For years, those who would abrogate the Second Amendment and eliminate private posession of firearms entirely have been carping about what they call the "gun show loophole".  What loophole?
It's not a "loophole". It is the permitting of private sales and transfer of firearms between individuals. This is permitted in several states, including Virginia.
That beautiful blue-steel Smith and Wesson "pre-Model 15" "5-screw" .38 caliber Combat Masterpiece revolver you see me wielding on the masthead was purchased by me at the gun show in Chantilly, Virginia from a private individual. Yet I still had to go to a Federal Firearms Licencee and get a Brady check done  before I could take possession of the weapon.
Every gun show I have ever been to has been absolutely crawling with State, local and Federal law enforcement types in plainclothes. I dare you to show me one murder where the weapon was actually purchased at a gun show without a background check. "Eliminating the gun-show loophole" is a non-solution to a non-problem. The last place a felon would go to acquire a firearm is a gun show.
Now, under Virginia law if I were to encounter someone interested in buying a firearm from me, I could sell it to him like a kid selling a glass of lemonade from a sidewalk stand.
But I guess we firearms owners are a funny bunch, because unless I knew the guy pretty damned well then a Federal Fireams licenced dealer would have to be involved, and the fee for the processing would be included in the price. And if I knew or should have known that the buyer was a "prohibited person", I would be in deep trouble, indeed. I've made a few "private sales", and they've all been Hoyle.
Still, I wouldn't have any problem if all firearms sales were required to undergo what is commonly called a "Brady check". Just so long as there were provisions that heirloom firearms and such could be put into recievership until the person who inherited them became of age to possess firearms.
Say I were to kick the bucket tomorrow, and my will had stipulated that that beautiful Combat Masterpiece would go to my (fictional) underaged nephew. Place some provison into the law that such transfers be not prohibitively onerous nor expensive, and we can talk.
But really, why change the way things are? Private firearms transfers between legitamate firearms owners are not a problem. If some sketchy dude offers me half a grand for one of my guns, then depending on my estimation of the threat I will take a course of action ranging from simply blowing him off to reporting the request to the authorities.

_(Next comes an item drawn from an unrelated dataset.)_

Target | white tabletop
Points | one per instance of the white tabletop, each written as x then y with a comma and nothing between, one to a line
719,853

Most if not all transfers of firearms to prohibited persons involve firearms that are stolen or otherwise illegally obtained (or even manufactured). In  Alexandria recently a police car containing a Remington 870 riot shotgun was stolen. The car was recovered.
The shotgun was not. This is, please note, a "sawed-off" pump-action shotgun, easily concealed beneath a coat. And a shotgun can inflict carnage at short range just as bad or worse than a true (fully automatic) "assault rifle". As this is being written, it is not inconcievable that this very same shotgun is being sold in Oxon Hill, Maryland or in Sursum Corda in D.C.; and might be used tomorrow to slay an innocent or two (or three or four or five or six). Do you think that the guy who sold that shotgun was concerned in any way about the law?
The biggest "loophole" in the "gun control" laws is irreparable. It is the "I am a criminal and I don't give a fuck about the law" loophole. That, and not the so-called "gun show loophole" is the problem.